For as long as bugs have been around, they’ve had a tendency to get themselves stuck in a variety of interesting places. Lots of samples of ancient insects are still uncovered to this day encased in blobs of long-forgotten amber, hardened from tree sap. However, tree sap isn’t the only substance that’s remarkably good at weathering the test of time. After all, there were a lot of dinosaurs on the planet way back when, and chances are good that a few of them enjoyed eating bugs, if you catch my drift.

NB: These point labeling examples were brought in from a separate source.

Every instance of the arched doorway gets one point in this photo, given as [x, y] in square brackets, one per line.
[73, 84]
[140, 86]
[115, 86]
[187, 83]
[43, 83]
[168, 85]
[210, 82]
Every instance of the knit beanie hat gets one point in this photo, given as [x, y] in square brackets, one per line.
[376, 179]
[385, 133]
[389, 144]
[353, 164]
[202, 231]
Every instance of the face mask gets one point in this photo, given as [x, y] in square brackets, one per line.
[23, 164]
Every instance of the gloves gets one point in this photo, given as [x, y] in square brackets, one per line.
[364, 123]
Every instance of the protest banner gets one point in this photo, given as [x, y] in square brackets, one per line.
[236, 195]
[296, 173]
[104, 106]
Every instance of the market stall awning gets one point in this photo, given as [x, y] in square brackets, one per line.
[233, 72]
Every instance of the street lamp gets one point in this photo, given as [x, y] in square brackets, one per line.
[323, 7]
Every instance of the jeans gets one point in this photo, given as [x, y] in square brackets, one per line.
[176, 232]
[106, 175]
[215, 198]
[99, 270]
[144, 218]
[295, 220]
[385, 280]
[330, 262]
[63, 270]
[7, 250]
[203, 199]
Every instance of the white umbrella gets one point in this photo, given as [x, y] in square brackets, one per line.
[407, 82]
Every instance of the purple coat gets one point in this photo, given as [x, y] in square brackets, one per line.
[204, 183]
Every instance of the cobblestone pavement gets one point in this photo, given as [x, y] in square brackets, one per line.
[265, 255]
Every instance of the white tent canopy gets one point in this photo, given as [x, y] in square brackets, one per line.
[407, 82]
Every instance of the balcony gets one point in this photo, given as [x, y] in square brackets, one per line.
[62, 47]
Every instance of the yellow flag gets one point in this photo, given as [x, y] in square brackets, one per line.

Paleontologists from Uppsala University, along with a tag-team of entomologists from National Sun Yat-sen University, Friedrich-Schiller-Universität Jena, and Universidad de Guadalajara, have uncovered what is believed to be a previously unknown species of beetle. As for where the beetle was found, well… it was in a lump of fossilized dinosaur poop. Science is gross sometimes, what can you do? The fossilized doody, or “coprolite” to use the scientific term, contained several nearly-complete samples of the mysterious insect, now named Triamyxa coprolithica. Using the fossilized bodies, legs, and antenna found in the sample, the team was able to recreate the beetle’s body using 3D imaging.
The researchers believe the waste was produced by a Silesaurus opolensis, a quadrupedal dinosaur from the Late Triassic period, around 230 million years ago.
The dung of a dinosaur-like animal that lived more than 200 million years ago springs a surprise: a new insect species. https://t.co/2CQXpqgWi0
— nature (@Nature) June 30, 2021
“We were absolutely amazed by the abundance and fantastic preservation of the beetles in the coprolite fragment. In a way, we must really thank Silesaurus, which likely was the animal that helped us accumulating them,” says Martin Qvarnström, researcher at Uppsala University and one of the report’s co-authors.
“I never thought that we would be able to find out what the Triassic precursor of the dinosaurs ate for dinner,” says Grzegorz Niedzwiedzki, paleontologist at Uppsala University and another one of the co-authors.